Mae Nak Shrine
It would be difficult to find a more vibrant and lively city than Bangkok. Bustling streets lined with every color and people constantly shuffling to fill empty space is the norm for this expanding metropolis. Although Bangkok seems to be abundant with the living, there are some hidden areas of the city that are far more tranquil and ruled by the undead.
The Mae Nak Shrine is one such place, a well-known haunt within Bangkok, considered by many people to not only be a place of ghosts but also worship. While most ghost stories exist as spoken or written words, this shrine gives a physical representation and credence to Make Nak, one of the best-known ghost stories in Thailand. Mae Nak’s shrine exists near other temples of worship and is one of the most popular places to make an offering in the area. Many people travel far and wide to make offerings to this special ghost lady. Buy, why? Who is Mae Nak? And how did her ghostly legend come to be?
Ghost of Mae Nak
The story of Mae Nak is a scary and sad one. The tale focusses on a loving husband (Mak) and wife (Mae Nak) who lived a happy and humble life along the Phra Khanong Canal. Unfortunately, their lives were disrupted after Mak was enlisted to go off to fight in a war. He did not want to leave, particularly as his beautiful wife was pregnant, yet duty called and he left her alone.

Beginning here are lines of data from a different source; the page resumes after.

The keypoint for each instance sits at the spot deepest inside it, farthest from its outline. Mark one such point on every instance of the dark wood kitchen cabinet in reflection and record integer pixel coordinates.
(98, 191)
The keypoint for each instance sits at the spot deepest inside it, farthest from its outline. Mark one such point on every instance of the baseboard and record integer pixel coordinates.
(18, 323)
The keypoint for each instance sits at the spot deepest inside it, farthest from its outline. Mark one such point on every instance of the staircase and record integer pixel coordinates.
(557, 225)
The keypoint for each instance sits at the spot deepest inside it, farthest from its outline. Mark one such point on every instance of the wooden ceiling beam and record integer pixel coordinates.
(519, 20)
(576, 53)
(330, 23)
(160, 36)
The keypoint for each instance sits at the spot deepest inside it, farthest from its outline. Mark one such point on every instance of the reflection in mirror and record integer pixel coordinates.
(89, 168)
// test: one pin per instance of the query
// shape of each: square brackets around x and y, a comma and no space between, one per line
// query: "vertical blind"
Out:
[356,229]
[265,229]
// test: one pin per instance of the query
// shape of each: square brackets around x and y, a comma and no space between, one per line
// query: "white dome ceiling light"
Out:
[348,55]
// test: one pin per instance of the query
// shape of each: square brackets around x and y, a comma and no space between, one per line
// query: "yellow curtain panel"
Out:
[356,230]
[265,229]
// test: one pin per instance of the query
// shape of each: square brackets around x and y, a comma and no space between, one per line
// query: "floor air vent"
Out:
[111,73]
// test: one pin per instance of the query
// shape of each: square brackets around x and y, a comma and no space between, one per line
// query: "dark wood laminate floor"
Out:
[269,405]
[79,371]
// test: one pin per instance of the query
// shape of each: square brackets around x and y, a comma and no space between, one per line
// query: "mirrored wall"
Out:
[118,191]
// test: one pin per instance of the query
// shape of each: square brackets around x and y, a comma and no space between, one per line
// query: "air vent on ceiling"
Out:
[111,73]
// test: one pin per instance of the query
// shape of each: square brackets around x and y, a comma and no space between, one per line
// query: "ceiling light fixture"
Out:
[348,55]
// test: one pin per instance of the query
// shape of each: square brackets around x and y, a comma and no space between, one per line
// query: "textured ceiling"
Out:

Soon after Mak’s involvement in the war he was badly injured and moved to central Bangkok for treatment and recovery. Around this time, Mae Nak had gone into labor and experienced complications, which tragically saw both her and her baby die. After Mak had fully healed he was able to return home. Upon his return, he was greeted home by both a healthy child and his lovely wife. Little did he know, his family were now, in fact, ghosts. Despite the many warnings from well-meaning locals trying to let Mak know his family were not as they seemed, Mak refused to believe his perfect family were anything less. He kept this belief true even as the local people who attempted to warn him of these ghosts mysteriously began to die.
Interestingly, the thing that snapped Mak to his senses was seeing his wife, Mae Nak, perform a seemingly unnatural action. One day as she was preparing food, she accidentally dropped a lime off the porch of their house. Not realizing she was being watched by her husband, Mae Nak stretched her arm out to an unhuman length to retrieve the lime with ease. This filled Mak with fear and he began to devise his escape.
Once night had fallen, Mak ran away and hid within the Wat Mahabut Temple, a place that contained holy ground that ghosts are unable to walk upon. This action filled Mae Nak with grief and anger. She lashed out, beginning to terrorize the locals of the Phra Khanong Canal for driving her husband and her apart.
It is said that an exorcist intervened, trapping Mae Nak’s ghost in a jar and disposing of it in the canal. Though stories vary, it is said that this jar was later retrieved from the river and opened. Once again releasing the fury of this angry spirit upon the locals of the canal. That is until another powerful person, this time a monk, intervened once again. It is believed that this monk was able to locate Mae Nak’s skeleton and trap her spirit within her own forehead bone. This part of the bone was then bound within the monk’s waistband (or amulet in some versions of the story). While no one truly knows what happened to this bone, some legends state that it is currently held by the royal family.
Although this story is a tragic one, another alternative ending to this tale exists. In this version, the monk was able to convince Mae Nak’s spirit that if she moved on to the afterlife, she would eventually be reunited with her husband and child. This prompted her to make her own decision to move on and leave the people of the canal in peace.
Whether or not there is any truth behind these legends, a large shrine is in place to this day for Mae Nak. Many visit the shrine to place offerings to her ghost, whom some people claim is still lingering around the canals.
Visiting the Haunted Mae Nak Shrine, Bangkok
The Mak Nak Shrine is open daily to visitors and is an interesting place to see a unique part of Bangkok culture. The shrine can be entered by anyone who wants to make an offering. Small stalls are set up to sell offerings to visitors also. Offerings include incense, candles, flowers, dresses, toys and even food. Many people offer these items to Mae Nak in exchange for a smooth pregnancy or to avoid being drafted into the military. Many even believe the spirit of Mae Nak may even help them select the next winning lottery numbers. The only people warned to stay away from the shrine are those of pregnant women, as it is thought this could anger the spirits.